I congratulate you and your family for your fortitude and strength of character. I wish you all every success in this country, I am ashamed of our governments’ treatment of ‘refugees’ and wonder how many of us could deal with the possibility of having to flee for our lives!! Good luck to you all!
When people tell me they are refugees, my face changes, not because I see you in a negative light but because i think of what had you leave your home and the ordeal you go through to arrive here and the processes our government subjects you to & I think about what it would be like to live the uncertainty of what’s going to happen
I think this is a normal human reaction, to be suspicious. It comes from the media only showing us ‘terrorists’ and the bad people from middle eastern countries.
I believe when people realise you’re good, hard working people who had to leave their country out of fear, then surely they’d be fine.
Beautiful story, just don’t hold it against the scared few please!! ????
Beautiful story.You have a lovely sense of what family is and all helping each other.Our family wishes you the best of everything in your lives and in all you do.Welcome to lovely S.A.
Dear boys, I welcome you and your beautiful family to Australia.
I have grown up loving our multicultural society.
I am 7th generation Australian. What this means is that my family came to this land as immigrants. Convicts, Lutheran’s escaping persecution, miners escaping poverty.
Our family’s beginnings are very different but I feel privilaged to have been born in Australia and I am grateful to be able to share the peace and beauty of this country with you.
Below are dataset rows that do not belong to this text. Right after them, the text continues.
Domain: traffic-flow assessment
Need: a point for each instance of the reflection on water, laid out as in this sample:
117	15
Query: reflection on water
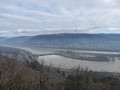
67	63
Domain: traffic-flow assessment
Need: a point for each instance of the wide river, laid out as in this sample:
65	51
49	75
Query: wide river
68	63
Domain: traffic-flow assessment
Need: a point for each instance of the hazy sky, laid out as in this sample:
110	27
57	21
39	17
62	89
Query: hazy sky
31	17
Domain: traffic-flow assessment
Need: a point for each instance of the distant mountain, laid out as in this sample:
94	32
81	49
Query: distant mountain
70	41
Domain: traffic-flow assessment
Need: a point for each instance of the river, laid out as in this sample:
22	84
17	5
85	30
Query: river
68	63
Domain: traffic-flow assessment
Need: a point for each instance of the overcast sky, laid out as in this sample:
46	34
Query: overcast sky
33	17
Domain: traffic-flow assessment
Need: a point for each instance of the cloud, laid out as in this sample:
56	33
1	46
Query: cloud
20	17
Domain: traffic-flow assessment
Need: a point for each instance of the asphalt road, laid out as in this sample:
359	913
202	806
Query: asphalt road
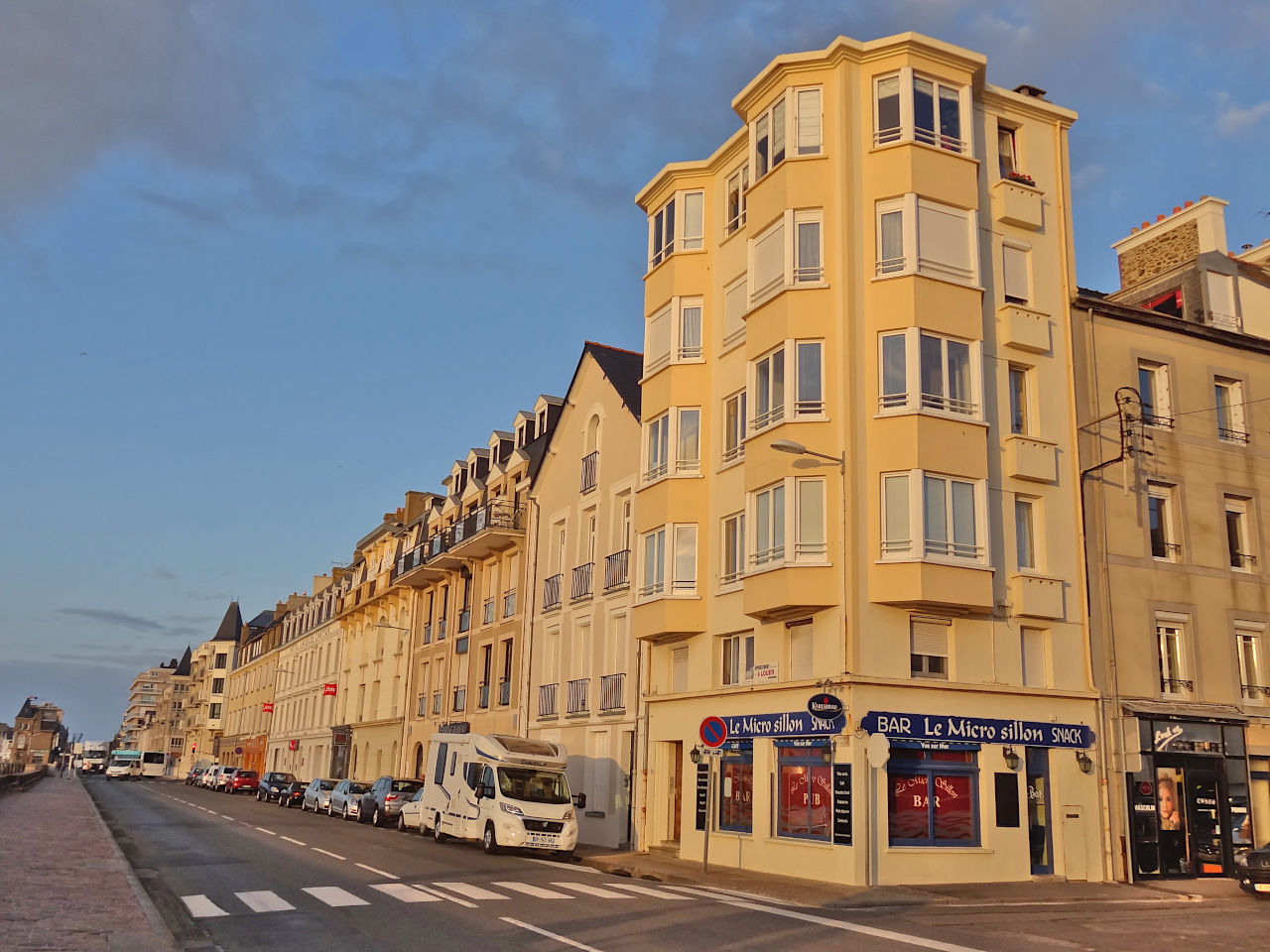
234	874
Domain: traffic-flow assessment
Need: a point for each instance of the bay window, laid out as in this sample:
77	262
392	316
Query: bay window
670	231
774	390
919	236
933	516
924	372
913	108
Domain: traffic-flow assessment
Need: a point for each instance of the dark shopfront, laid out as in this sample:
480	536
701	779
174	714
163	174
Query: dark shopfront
1189	803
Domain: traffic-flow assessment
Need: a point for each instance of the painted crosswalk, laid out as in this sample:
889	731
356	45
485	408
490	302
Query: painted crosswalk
465	893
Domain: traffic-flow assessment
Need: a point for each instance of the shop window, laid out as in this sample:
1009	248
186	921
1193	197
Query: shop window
933	797
804	789
737	787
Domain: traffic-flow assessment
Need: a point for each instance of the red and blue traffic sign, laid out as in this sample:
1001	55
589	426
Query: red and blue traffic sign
714	731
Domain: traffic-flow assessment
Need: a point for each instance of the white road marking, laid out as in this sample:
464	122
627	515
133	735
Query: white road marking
648	892
444	895
200	906
853	927
466	889
335	896
386	876
407	893
264	901
592	890
530	890
549	934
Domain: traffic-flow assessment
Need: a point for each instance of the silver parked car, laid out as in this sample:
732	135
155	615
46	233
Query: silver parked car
345	800
318	794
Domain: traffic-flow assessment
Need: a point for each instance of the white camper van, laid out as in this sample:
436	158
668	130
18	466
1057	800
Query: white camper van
500	789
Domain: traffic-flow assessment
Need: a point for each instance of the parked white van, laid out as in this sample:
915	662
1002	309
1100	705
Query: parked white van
500	789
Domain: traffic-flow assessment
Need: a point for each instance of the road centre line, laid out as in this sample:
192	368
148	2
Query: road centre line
388	876
853	927
549	934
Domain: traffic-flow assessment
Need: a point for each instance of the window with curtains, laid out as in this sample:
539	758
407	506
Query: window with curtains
934	797
676	226
788	254
930	373
674	334
919	236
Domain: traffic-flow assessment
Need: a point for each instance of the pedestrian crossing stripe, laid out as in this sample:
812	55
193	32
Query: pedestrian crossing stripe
465	893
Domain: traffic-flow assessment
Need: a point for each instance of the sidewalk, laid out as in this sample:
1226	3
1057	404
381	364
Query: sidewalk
64	883
826	895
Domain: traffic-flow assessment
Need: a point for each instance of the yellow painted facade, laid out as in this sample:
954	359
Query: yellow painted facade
856	277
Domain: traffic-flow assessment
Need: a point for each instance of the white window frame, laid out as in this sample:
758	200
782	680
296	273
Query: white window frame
913	400
906	131
794	403
681	347
733	651
915	258
792	537
1228	397
910	512
795	273
667	238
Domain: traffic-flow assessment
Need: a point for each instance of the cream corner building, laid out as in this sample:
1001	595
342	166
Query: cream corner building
875	268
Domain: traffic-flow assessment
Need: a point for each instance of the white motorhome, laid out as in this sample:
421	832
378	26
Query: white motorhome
499	789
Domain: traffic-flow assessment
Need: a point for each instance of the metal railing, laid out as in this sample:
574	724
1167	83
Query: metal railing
589	467
617	570
578	689
612	692
552	590
581	587
547	699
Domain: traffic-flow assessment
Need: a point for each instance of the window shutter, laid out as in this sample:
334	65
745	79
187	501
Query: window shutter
929	636
801	652
1015	271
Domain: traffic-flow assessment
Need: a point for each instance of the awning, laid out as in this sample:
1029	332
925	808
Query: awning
1223	714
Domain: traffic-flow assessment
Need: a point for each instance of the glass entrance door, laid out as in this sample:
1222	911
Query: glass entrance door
1205	806
1040	839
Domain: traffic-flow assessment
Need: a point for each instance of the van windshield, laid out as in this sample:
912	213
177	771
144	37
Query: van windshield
532	785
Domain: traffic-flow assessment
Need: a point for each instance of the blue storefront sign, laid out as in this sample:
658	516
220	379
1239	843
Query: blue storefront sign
976	730
786	724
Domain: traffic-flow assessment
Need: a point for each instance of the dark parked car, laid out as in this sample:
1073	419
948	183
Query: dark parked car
272	783
1252	867
384	800
293	794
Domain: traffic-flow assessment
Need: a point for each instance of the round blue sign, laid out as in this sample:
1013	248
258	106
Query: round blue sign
825	706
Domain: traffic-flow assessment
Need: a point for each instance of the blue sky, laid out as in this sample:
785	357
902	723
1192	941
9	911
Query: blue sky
267	267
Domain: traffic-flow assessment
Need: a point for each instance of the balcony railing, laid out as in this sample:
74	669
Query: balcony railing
581	587
589	465
612	692
552	592
547	699
617	570
578	694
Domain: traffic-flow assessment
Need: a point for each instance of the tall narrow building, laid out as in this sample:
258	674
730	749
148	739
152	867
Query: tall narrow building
858	481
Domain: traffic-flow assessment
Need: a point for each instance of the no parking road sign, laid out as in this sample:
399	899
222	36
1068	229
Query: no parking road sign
714	731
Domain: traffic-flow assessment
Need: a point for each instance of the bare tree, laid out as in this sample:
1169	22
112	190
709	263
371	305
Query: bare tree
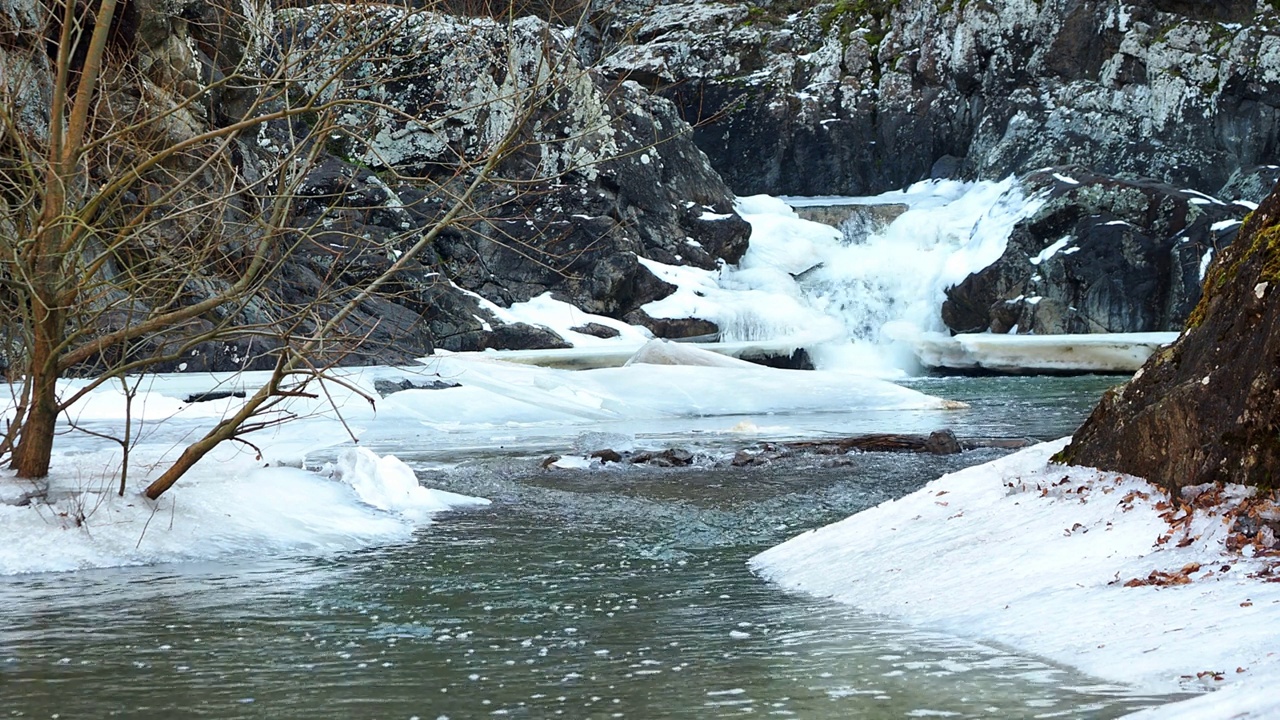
151	182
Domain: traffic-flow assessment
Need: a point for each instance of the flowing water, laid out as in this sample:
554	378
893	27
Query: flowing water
607	593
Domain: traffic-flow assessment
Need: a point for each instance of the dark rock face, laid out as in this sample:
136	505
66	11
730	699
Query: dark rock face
1100	255
594	176
860	98
1207	409
629	185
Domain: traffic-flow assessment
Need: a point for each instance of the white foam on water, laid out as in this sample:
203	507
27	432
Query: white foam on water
836	297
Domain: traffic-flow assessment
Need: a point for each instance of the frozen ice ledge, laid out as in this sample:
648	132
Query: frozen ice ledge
978	352
1027	354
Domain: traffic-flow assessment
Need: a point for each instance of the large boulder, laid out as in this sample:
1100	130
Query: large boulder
819	98
1098	255
1206	409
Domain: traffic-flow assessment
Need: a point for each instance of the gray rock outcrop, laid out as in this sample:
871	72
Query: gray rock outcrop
863	96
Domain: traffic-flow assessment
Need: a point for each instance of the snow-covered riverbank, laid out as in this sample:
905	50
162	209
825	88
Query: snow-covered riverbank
1089	569
259	500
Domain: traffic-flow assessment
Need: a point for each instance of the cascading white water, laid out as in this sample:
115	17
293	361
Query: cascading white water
845	299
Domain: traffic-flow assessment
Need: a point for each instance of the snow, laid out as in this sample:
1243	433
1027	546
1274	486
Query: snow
1097	352
260	500
1051	250
1036	555
804	282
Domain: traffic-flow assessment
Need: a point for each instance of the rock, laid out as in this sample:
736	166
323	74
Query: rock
863	98
1100	255
597	329
855	222
1251	185
938	442
1206	409
670	458
607	455
213	395
942	442
385	387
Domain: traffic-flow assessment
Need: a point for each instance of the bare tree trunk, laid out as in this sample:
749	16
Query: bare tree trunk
36	442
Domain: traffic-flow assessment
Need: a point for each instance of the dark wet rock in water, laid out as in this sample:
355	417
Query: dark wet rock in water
799	359
597	329
942	442
676	328
607	455
670	458
938	442
1207	408
1100	255
385	387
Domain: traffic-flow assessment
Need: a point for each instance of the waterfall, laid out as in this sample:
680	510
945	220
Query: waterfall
868	283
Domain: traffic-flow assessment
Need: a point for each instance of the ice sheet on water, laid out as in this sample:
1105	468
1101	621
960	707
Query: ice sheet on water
1034	555
227	506
664	352
387	483
643	391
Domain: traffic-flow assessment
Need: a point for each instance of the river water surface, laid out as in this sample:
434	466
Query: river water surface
606	593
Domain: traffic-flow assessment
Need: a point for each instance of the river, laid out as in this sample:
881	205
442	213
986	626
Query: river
606	593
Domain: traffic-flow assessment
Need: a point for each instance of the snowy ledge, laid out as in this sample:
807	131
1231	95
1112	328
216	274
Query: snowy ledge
1037	556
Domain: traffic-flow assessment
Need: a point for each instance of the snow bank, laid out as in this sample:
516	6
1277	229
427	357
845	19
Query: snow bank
389	484
1037	556
231	505
1098	352
227	506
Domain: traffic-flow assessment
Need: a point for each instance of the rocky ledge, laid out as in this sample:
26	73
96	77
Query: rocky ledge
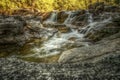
101	61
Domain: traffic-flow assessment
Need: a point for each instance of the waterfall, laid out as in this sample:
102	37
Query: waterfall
70	17
53	18
95	26
55	45
89	16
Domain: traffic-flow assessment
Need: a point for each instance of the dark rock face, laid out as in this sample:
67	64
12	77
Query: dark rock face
98	62
10	28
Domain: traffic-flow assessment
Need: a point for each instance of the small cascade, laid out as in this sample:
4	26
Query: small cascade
70	17
53	18
89	16
55	45
95	26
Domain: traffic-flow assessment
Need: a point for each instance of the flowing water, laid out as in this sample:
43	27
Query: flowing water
59	42
52	19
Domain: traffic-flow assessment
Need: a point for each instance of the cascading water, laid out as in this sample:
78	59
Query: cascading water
70	18
60	42
95	26
89	16
53	18
55	45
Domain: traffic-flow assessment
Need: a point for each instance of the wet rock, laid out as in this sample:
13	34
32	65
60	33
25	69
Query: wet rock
92	53
107	29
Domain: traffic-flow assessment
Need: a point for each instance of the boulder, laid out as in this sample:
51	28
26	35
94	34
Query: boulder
106	47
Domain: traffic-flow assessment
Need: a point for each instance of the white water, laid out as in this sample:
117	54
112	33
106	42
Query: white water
95	26
60	41
70	17
90	17
55	45
52	19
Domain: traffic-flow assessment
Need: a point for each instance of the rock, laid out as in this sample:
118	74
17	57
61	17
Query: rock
104	30
93	53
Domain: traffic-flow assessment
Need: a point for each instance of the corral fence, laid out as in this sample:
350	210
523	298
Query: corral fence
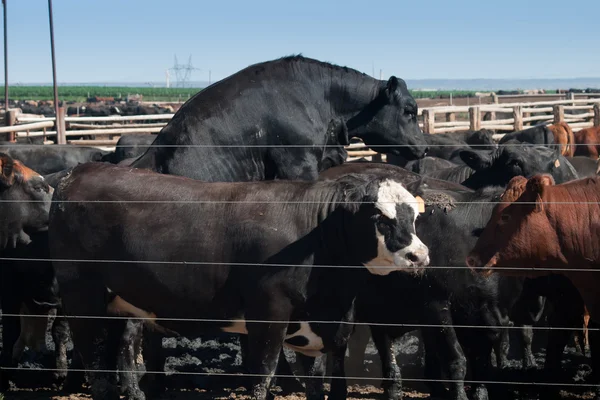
499	117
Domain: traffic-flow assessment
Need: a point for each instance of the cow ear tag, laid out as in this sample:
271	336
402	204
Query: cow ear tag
421	204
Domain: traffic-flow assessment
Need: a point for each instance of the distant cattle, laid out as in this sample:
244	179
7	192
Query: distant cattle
500	166
540	135
585	166
442	145
563	136
256	227
559	134
50	159
249	127
588	142
496	168
428	164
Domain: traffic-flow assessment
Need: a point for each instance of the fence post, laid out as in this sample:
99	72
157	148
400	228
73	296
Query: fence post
61	127
475	118
518	116
494	98
10	119
428	121
559	113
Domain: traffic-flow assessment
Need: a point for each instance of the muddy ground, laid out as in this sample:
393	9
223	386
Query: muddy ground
215	355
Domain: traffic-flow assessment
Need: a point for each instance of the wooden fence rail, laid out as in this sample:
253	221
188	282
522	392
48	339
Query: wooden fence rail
503	117
521	115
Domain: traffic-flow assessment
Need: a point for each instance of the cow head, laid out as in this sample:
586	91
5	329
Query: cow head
391	119
386	221
26	202
481	140
519	232
498	167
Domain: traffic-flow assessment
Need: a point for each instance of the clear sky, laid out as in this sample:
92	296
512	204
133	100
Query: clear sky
135	40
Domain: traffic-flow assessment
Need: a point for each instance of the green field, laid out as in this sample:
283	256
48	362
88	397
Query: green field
82	93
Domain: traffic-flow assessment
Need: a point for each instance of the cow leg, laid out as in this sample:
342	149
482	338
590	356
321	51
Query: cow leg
11	329
153	383
594	336
87	299
127	359
265	340
526	334
60	336
443	344
339	387
392	377
501	348
314	369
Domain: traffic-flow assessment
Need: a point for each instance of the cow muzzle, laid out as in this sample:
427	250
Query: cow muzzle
475	264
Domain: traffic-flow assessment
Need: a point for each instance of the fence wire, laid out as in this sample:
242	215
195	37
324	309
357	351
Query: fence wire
324	322
367	378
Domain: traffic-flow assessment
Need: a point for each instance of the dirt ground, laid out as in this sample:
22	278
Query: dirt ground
221	355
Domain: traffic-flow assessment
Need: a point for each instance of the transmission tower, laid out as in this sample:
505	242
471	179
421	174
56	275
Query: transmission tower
183	72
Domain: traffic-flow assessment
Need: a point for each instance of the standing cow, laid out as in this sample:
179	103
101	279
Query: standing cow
552	228
285	119
25	200
255	252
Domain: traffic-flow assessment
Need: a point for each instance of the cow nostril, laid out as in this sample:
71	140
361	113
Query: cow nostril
471	262
412	257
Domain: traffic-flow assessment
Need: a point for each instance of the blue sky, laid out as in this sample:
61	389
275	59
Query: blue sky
135	40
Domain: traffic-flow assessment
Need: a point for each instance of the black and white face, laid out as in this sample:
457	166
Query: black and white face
398	247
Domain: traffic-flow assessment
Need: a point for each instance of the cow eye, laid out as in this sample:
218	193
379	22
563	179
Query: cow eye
383	228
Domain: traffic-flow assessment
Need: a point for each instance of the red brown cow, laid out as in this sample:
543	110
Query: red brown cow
563	135
587	142
541	228
553	227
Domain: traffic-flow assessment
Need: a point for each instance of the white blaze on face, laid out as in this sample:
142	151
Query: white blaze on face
410	258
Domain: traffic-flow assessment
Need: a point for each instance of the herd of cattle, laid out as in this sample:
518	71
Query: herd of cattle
242	217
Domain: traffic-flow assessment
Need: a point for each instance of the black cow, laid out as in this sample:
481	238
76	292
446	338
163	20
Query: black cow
26	202
50	159
358	220
129	146
453	217
442	145
428	164
285	119
500	166
539	134
496	168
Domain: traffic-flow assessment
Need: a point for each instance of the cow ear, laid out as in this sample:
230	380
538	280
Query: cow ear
7	174
414	187
536	186
392	85
514	190
476	160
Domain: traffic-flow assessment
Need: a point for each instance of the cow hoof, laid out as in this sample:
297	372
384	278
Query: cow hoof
480	393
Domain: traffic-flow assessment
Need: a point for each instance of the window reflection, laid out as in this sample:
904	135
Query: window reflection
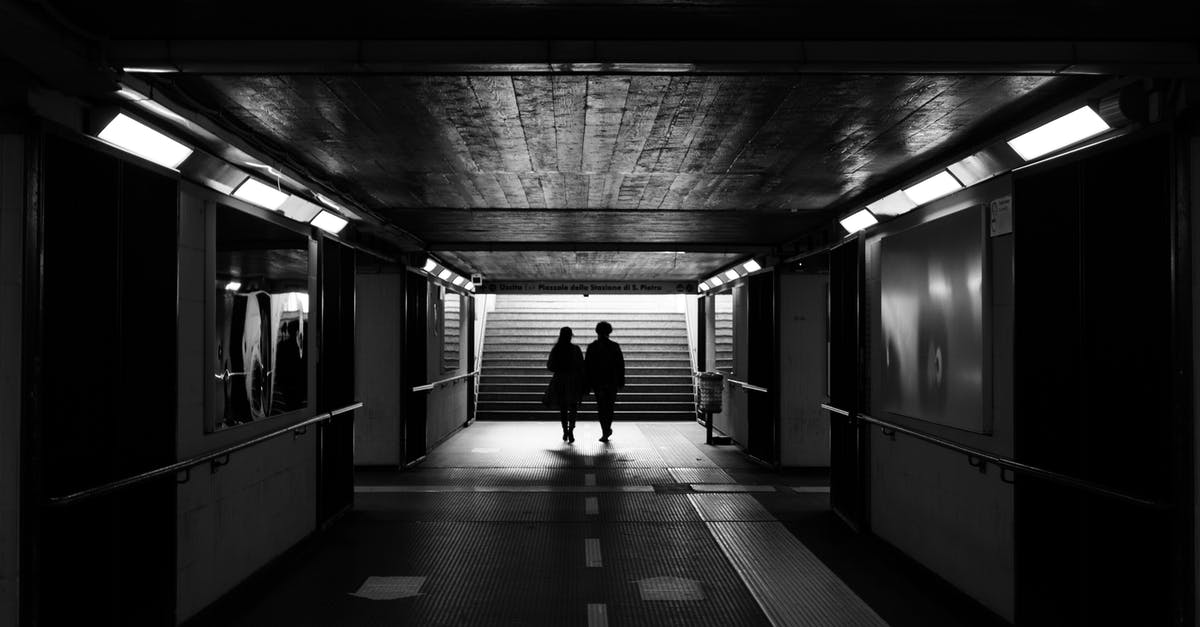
262	320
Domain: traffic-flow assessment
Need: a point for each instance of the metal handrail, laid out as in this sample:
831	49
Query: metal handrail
978	459
745	386
444	381
186	465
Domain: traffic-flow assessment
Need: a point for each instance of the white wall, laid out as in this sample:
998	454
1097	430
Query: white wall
804	425
12	175
233	521
928	501
378	362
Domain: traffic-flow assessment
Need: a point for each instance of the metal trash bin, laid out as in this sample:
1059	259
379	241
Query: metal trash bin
709	390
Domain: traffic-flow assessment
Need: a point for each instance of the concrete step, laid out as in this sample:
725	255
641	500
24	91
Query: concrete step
487	395
623	404
498	348
539	364
552	414
576	317
508	378
582	336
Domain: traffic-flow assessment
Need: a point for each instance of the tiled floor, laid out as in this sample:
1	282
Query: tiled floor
504	524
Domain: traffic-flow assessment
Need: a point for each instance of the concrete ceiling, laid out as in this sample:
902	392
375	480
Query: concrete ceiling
546	136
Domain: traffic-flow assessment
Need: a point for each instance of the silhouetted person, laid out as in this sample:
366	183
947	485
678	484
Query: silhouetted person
606	374
289	371
567	386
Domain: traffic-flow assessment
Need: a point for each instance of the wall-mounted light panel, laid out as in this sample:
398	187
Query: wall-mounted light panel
257	192
1071	129
858	221
329	222
135	137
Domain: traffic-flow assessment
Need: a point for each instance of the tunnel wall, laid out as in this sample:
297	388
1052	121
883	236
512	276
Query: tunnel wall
12	208
233	521
377	427
804	425
924	500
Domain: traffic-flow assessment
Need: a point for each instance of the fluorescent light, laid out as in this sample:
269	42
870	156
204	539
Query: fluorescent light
1072	127
933	187
329	222
135	137
257	192
856	222
150	70
894	203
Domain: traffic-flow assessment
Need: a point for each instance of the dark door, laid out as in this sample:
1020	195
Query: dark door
101	390
847	454
1093	394
762	368
417	299
335	372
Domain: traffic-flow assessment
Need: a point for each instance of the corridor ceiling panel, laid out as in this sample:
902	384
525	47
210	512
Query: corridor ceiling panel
594	266
648	143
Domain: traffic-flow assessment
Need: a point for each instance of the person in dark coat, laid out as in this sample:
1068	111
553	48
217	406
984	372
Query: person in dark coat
605	366
567	387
I hope in time you all will feel that a part of you is home. Fate, destiny, a higher power. This is your journey and hopefully now your safe place to rest.
Much love. Trudy Jane
My great grandmother was a ‘Refugee’ from a crumbling Irish economy. She and my great grandfather, a hardworking German immigrant met and made their lives together in Queensland. All of us except the great indigenous people of this country have a story of other origins. That’s what makes this country so unique.
Welcome. Thank you for choosing to make our place a better place. I wish you every success!!!
Wish my family lived closer so we could support you & your family and friend by visiting your cafe. Welcome to Australia. It is people like you that help to make this country such a beautiful place to live.
My parents just happened to fly to Adelaide for the weekend from NSW and so I shared this story with them and they just went Ayla’s cafe this morning! Got photos of the boys and all. Mum said the cafe was great!
Welcome Arian and Mahyar, and thank you for sharing your story. I am sorry you have faced such hardship and uncertainty, but am glad you have been welcomed into Australia, rather than the horrific prospect many face on Nauru.
Congratulations on your cafe; I will come and enjoy a coffee there. Pi love that I live in the most multicultural of countries, and I wish you all the very best for your future here.
It’s wonderful that you have been able to share your story and through it, have found that many many Australians wholeheartedly welcome you. If I lived in Adelaide I would support your business. If you know of any new arrivals in Brisbane whose business needs supporters, let us know!! Hopefully through this forum you will be able to support other refugees and n some way. Good luck and enjoy!